Now I should note that we are not working in the same location. Not surprisingly, this makes things slower and more complicated. With that being said, there are plenty of tools that make it possible for us to still get things done. 

I think the best way to get through all these decisions is to just motivate everyone to be decisive on their own, and if we need to huddle up we can do so, but not make that the standard. We all trust one another enough to do business together, so we are just going to have to trust ourselves to make decisions and move forward. I'd rather deal with our disagreements than deal with our procrastination. 

Thursday, November 13, 2014

Creating a startup is like half waking up in your sleep. You're thinking about a million different things, you feel an unknown anxiety, and you can't figure out why your arms don't work. At least that's been my experience with it so far.

In this blog I'm going to chronicle my experience/obsession with creating a startup. Myself, along with two friends, recently founded Tript Technologies. Hopefully there will be some enlightening moments come from saving my thoughts and experiences here in this blog.

Everyone says don't start a startup just to start a startup. Let me rephrase that. I heard Sam Altman say that in a Y Combinator lecture. I understand their notion that you should do it to solve an underlying problem or because you have a revolutionary idea that you strongly believe in. I agree that it requires a certain amount of conviction to lay yourself out there and take the risk to create, share, and innovate. With that being said, I'm not patient enough to take Sam's advice.
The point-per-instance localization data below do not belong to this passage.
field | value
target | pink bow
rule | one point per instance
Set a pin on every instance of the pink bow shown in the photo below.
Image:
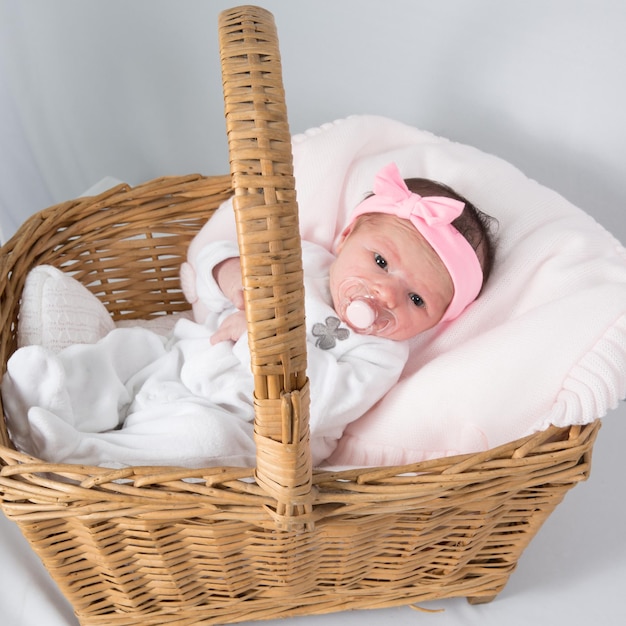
(433, 210)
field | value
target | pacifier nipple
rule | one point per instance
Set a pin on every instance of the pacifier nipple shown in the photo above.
(360, 314)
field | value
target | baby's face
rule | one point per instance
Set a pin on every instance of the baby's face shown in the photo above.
(402, 272)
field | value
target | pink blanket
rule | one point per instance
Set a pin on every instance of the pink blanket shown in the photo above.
(545, 343)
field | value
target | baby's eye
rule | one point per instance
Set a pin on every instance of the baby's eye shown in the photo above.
(380, 261)
(417, 300)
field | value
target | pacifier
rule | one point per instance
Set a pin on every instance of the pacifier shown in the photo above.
(361, 309)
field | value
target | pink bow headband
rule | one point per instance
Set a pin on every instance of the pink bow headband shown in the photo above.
(432, 216)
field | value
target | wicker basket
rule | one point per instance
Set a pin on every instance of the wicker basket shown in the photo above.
(165, 545)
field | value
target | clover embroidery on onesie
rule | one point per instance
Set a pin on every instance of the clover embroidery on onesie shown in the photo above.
(329, 332)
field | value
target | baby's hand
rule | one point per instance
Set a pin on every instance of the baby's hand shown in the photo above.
(228, 276)
(233, 327)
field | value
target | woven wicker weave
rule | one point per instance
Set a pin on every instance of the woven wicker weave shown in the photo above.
(165, 545)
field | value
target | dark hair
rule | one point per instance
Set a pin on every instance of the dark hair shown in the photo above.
(477, 227)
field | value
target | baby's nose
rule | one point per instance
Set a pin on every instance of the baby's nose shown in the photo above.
(387, 293)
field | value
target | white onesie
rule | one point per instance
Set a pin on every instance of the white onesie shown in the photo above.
(136, 398)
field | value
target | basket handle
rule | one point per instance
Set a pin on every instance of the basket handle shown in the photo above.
(266, 214)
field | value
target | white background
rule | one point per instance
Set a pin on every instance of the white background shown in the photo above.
(131, 89)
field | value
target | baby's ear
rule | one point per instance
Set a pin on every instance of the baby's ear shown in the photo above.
(342, 238)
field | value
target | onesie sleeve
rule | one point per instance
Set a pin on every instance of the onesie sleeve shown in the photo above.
(198, 284)
(346, 383)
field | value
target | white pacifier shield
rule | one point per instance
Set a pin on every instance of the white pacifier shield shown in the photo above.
(360, 314)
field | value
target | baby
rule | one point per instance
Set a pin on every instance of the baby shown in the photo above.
(406, 261)
(414, 255)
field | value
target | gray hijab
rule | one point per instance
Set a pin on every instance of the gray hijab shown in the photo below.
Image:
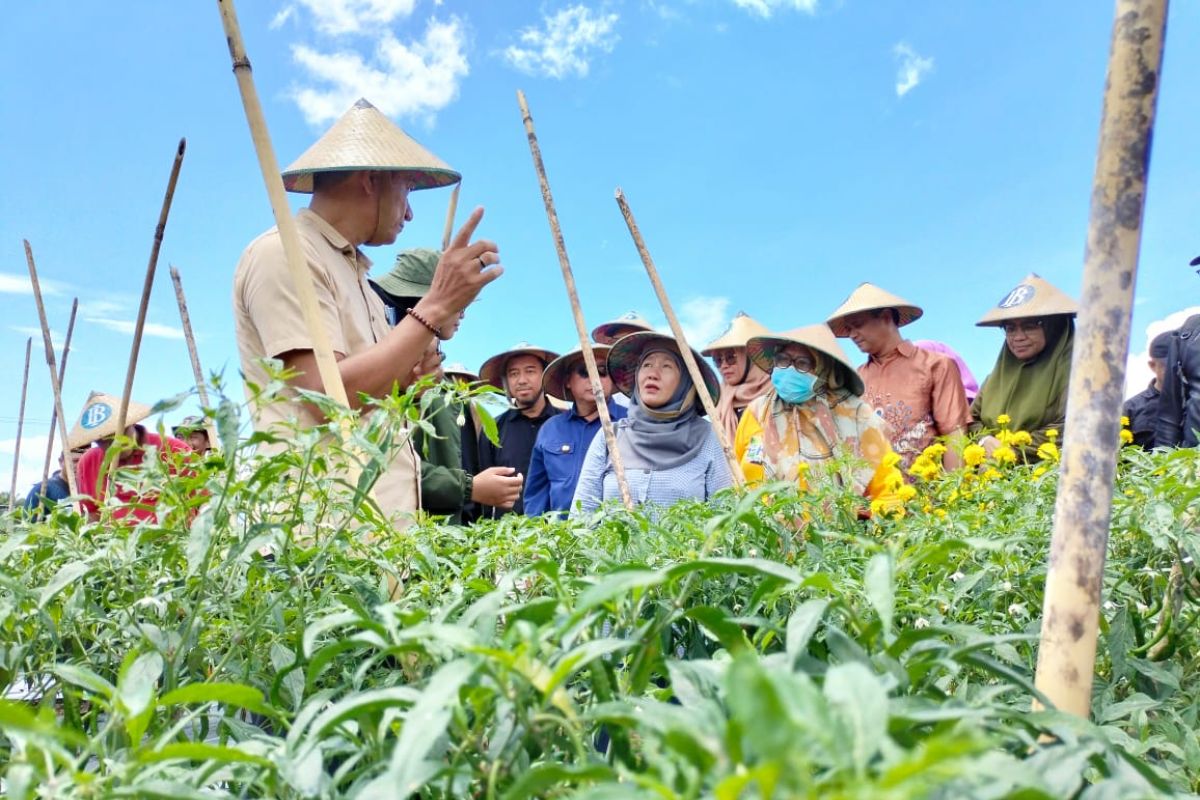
(666, 437)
As a company we are founding from the outside in. We know we want to be entrepreneurs. We know we have the tolerance for risk, the drive to succeed, and the capacity to create. The three of us have been moderately successful in our brief careers, so we have more than enough confidence. The one thing we didn't have on day one? An idea. It started as Steven and I complaining about how we did not feel driven in our current positions at our companies. We begun brainstorming and soon after brought James into the mix. We have formed some ideas, we've defined our roles in the organization, we've begun developing a product, and we are beginning the process of incorporating...in Delaware. So we may be going about it ass backwards, but we are still going about it.

This blog will hopefully serve as an education to some and a source of amusement to all.

I'd like to think Stanford University, Y Combinator, Sam Altman, Paul Graham, Peter Thiel, and Elon Musk. Your videos and lectures are a huge source of inspiration.